The clean, mineral scent rising from healthy earth after rain.
The dense, springy weight of well-kept bog and good grass.
The sweetness of food grown in soil that had been turned, tended, and respected.

You could taste the difference then, and maybe… we can again.

You could feel it in the soft fibre of wool between your fingers.
In the heft of a loaf.
In the way the river meandered, certain of its course.

Standing there, rain settling into his felted coat, he understood it had never only been about output.

It is about closeness.

Closeness to the land.
To labour.
To consequence.

Only later did the quieter questions surface.

Who decides?
Where does value settle?
What accumulates?
What slowly drains?

This time, the questions did not fade.

They were carried into the next meeting. And the next.
Carried like water moving steadily downstream, beyond that crook in the beck; travelling further than anyone in the room could see.

Water that leaves the valley does not vanish.

It eventually reaches the sea.
It rises.
It gathers quietly in wisps of cloud.
And, in time, it returns.

The room began to change in the same way, returning to themselves.

Opening the windows, to feel the breeze and let things breathe…

What would it mean to let the river flow in a way that strengthened the whole valley?
What if profits returned first to the soil, the apprentices, the repair of walls and river banks?
What if ownership widened, was shared?
What if suppliers were chosen for proximity as well as price?
What if resilience was measured alongside return?

Small shifts followed. The next generation - changing things hopeful for better.

The next contract favoured a local workshop.
A portion of profit was placed into the communities hands.
Young people were trained in crafts that had nearly disappeared and new ways too.
The riverbanks were restored, and the walls, stone by patient stone.

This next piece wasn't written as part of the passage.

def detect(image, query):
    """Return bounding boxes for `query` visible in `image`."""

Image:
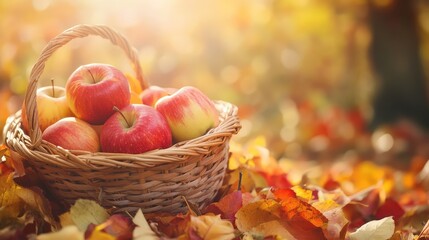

Over seasons, something subtle began to change.

Woodland appeared and wildflowers bloomed.

The soil held better in heavy rain.
The market square felt fuller again - rooted and vibrant.
Money circulated more deliberately.
People spoke of ‘the valley’ again, in new ways, of how it brought vitality to the whole.

The river still flowed.

Only now, it felt part of a cycle, understood, alive and healthy.

The old farmer, stood on the high fell at dawn, tracing the silver line of the river, satisfied with this legacy.

Feeling full hearted for leaving things better than they were found for the next generation, and the next, and the next.

The mist rose above the river and the sun warmed the land as the day began.